Intervento di Mustacciuoli al Congresso del Movimento Libertario
Assemblea del movimento libertario. Cimadolmo, 24 settembre 2022.
Relazione di Aurelio Mustacciuoli
Due anni fa ho scritto un libro, “La Teoria della Forza Guardiana”, voleva essere una riflessione su come uscire dalla degenerazione statalista della nostra democrazia. Rothbard ha detto che il libertarismo è una filosofia alla ricerca di una politica, ecco, nella mia idea, la Forza Guardiana era quella politica, una forza popolare che contrastasse sempre la continua richiesta di più stato, che si traduce sempre in più spesa pubblica, più restrizioni di libertà e più esproprio di proprietà.
Poi però c’è stata l’esperienza terrificante di questi ultimi due anni, che hanno fatto toccare con mano a tutti noi quanto fossero forti e profondamente radicate nel nostro paese le pulsioni autoritarie, liberticide, stataliste e collettiviste. Molto peggio di quanto si potesse immaginare.
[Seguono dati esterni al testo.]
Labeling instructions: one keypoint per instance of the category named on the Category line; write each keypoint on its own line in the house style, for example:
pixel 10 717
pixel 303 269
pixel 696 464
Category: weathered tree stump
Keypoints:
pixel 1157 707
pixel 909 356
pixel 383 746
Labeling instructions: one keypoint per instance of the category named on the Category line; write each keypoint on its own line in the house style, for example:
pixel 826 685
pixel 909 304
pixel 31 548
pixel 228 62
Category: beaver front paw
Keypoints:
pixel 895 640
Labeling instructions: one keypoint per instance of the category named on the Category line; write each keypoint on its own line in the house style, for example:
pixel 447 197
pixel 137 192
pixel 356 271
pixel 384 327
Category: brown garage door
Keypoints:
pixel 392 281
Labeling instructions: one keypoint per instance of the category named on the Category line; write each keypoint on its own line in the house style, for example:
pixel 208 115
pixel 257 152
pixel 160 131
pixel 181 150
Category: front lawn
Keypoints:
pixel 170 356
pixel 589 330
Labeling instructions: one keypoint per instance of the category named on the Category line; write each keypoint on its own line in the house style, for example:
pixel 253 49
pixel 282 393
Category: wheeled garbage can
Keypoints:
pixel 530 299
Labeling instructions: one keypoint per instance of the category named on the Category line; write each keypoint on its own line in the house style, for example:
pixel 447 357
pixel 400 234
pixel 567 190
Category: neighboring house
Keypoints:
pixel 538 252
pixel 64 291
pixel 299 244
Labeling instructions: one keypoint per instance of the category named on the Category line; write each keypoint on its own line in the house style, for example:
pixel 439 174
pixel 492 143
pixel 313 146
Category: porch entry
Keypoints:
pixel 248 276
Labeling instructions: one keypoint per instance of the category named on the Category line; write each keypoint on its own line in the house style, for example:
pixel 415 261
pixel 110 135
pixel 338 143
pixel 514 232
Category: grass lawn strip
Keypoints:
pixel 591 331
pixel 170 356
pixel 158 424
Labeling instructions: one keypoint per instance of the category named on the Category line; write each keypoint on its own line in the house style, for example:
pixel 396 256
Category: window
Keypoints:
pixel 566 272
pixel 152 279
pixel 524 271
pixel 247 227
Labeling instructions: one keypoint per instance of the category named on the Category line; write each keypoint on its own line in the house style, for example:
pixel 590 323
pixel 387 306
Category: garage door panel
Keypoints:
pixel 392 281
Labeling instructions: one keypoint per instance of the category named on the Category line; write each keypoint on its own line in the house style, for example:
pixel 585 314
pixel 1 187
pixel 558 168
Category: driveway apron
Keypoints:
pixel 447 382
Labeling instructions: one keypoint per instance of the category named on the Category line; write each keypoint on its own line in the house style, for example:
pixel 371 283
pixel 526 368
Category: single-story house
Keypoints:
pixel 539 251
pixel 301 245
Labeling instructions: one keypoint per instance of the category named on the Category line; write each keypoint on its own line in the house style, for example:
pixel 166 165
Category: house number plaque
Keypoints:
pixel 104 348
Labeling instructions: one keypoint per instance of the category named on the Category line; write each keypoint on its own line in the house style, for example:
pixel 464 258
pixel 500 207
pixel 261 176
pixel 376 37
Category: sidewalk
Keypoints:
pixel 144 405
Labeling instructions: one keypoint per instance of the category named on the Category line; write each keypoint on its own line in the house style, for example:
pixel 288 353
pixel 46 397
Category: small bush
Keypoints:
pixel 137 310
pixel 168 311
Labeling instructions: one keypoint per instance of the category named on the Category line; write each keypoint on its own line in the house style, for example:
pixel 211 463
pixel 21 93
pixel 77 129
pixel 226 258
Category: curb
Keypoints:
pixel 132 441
Questo mi ha portato riconsiderare il mio progetto di vita e in parte le mie convinzioni in un modo che oggi voglio condividere con voi. Le conclusioni alle quali sono giunto si possono sintetizzare in quattro punti.
1. Non ci si può sottrarre alla lotta politica.
C’è un corposo numero di libertari che ritiene che la degenerazione della democrazia italiana in senso statalista sia inarrestabile e che pertanto esista solo una “soluzione individuale” . Questa dovrebbe concretizzarsi nel minimizzare i rapporti con lo stato e gli statalisti e concentrarsi unicamente a creare risorse individuali per sé e per la propria famiglia e a proteggerle dalla rapacità statale. Creare risorse e proteggerle è senz’altro una buona strategia, tuttavia, non può essere considerata una vera “soluzione”. Perché?
Perché ciò ci costringerebbe all’isolamento, o addirittura all’esilio, e a limitare i rapporti con la maggior parte di conoscenti e parenti. Perché non occuparsi dello stato non farà sì che lo stato non si occupi di noi, e saremo costretti ad una logorante e frustrante guerra di trincea. Perché non opporsi alla cultura statalista farà sì che essa si rafforzi e diventi dominante corrompendo i nostri figli.
Ma soprattutto perché noi non veniamo dal nulla, le nostre radici e il nostro lascito è ciò che da un senso alla nostra vita. Insomma penso che si debba lottare per salvaguardare il nostro benessere complessivo e ciò richiede di concentrarsi sull’obiettivo più urgente, ridimensionare lo stato o quanto meno indebolirlo.
2. Il liberalismo ha fallito.
I liberali si sono illusi che lo stato potesse essere tenuto al guinzaglio e che lo “stato minimo” fosse un obiettivo perseguibile. Oggi la progressiva esasperata statalizzazione di tutte le democrazie moderne sta a testimoniare il totale fallimento di questa ideologia politica. Lo stato non si può contenere, è una macchina che alimenta se stessa, un piano inclinato verso il socialismo e il totalitarismo.
Guardando al nostro paese, poi, non si vedono in campo ideali liberali e nemmeno conservatori, si vedono solo partiti statalisti che portano avanti politiche centraliste, dirigiste e populiste e che perseguono il rafforzamento di una europa intesa come “democrazia globale”. I loro leader vogliono promuovere un nuovo ordine globale ma, nei fatti, sono gli sterminatori del ceto medio e delle libertà individuali.
Se non ci sono liberali, non ha senso quindi perseguire qualunque velleità di nuovi partiti liberali che oltre che essere come gli altri, sono anche irrilevanti numericamente.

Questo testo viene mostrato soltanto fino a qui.